The Future of ML Computing
Inference as the Primary Bottleneck
According to Pete Warden (2023), training costs scale with the number of researchers, inference costs scale with the number of users. Presently, significant ML costs outside big tech revolve around data collection and model training. As models transition to production and begin to demonstrate usefulness, the scale of inference grows very quickly. Training, albeit costly, is generally a one-off expense, whereas inference costs are perpetuatual. Training costs should also rise (at a lower rate however) as well as researchers explore new model architectures to increase accuracy. Even in 2018, when OpenAI was relatively unknown outside the ML research community, before the era of every student having ChatGPT as a pinned tab, their inference costs were significantly higher than their training costs.
The Rise of Tiny ML
GPT-3.5 required 300 GBs of VRAM, making it impossible to fit the entire model's weights onto a single GPU. Inference on complex models is only feasible for tech companies with the resources to maintain massive GPU-accelerated clusters. Significant research has been conducted into methods for reducing the size and inference time of large neural networks. Techniques like quantization and pruning have reduced the size of many large neural networks by up to 49x (Han et al., 2015). This field is rapidly evolving, with advancements occurring almost daily. I predict that we will start performing inference locally on devices like our phones using open-source models that have been optimized heavily for edge performance. We don't always need super powerful models, and with shifts in CPUs and mobile GPUs for increasing throughput for inference workloads, I believe this will be a significant trend in the near future. The closer your AI is to your user, the lower the latency demanded. Users are impatient, and even the slightest increase in latency can greatly affect user satisfaction metrics and an external GPU might not be feasible given they are a whole bus away.

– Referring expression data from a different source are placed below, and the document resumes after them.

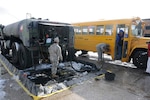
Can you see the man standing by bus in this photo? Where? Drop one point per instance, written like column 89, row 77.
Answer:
column 101, row 48
column 119, row 41
column 148, row 61
column 55, row 55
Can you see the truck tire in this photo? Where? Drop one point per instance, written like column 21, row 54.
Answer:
column 140, row 59
column 23, row 57
column 14, row 53
column 3, row 50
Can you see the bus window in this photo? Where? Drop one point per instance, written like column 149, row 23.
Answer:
column 77, row 30
column 100, row 30
column 84, row 30
column 91, row 29
column 109, row 30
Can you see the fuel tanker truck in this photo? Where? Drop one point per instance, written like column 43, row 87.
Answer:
column 26, row 42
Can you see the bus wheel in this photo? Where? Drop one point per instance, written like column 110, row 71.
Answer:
column 23, row 60
column 3, row 50
column 140, row 59
column 14, row 53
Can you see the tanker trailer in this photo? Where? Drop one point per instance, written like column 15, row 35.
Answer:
column 29, row 39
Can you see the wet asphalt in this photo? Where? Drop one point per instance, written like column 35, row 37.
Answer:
column 130, row 83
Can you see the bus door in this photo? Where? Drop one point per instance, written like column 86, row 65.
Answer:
column 124, row 49
column 126, row 44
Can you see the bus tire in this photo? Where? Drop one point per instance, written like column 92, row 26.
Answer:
column 140, row 59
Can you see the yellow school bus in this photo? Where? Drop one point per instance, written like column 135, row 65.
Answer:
column 89, row 34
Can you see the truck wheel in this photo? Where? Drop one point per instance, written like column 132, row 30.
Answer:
column 14, row 53
column 140, row 59
column 23, row 54
column 3, row 50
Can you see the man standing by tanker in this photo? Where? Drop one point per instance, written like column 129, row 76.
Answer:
column 55, row 55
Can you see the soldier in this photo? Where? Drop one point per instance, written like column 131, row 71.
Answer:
column 55, row 56
column 101, row 48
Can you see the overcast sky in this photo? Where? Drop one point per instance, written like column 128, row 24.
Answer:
column 72, row 10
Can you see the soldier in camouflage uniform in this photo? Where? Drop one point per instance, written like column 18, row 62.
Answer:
column 55, row 56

What Does This Mean for the Future?
The landscape of ML Computing is poised for significant change. I predict AMD will close the gap in with NVIDIA as support from frameworks like TensorFlow and PyTorch expands, leading to a more competitive market landscape that may offer lower prices than NVIDIA's current monopoly allows. The software AMD needs won't be built overnight and the shift away from NVIDIA's dominance will be a slow gradual decline. The larger costs of inferencing over training expenses indicates a shift towards edge computing, with models becoming optimized for the edge through methods like quantization, pruning and neural architecture search to facilitate efficient inference on edge devices powered by CPUs or mobile GPUs. Companies such as ARM, Intel, and Qualcomm are likely to benefit from this shift towards inference, capitalizing on the gradual transition as AI adoption extends beyond the confines of big tech.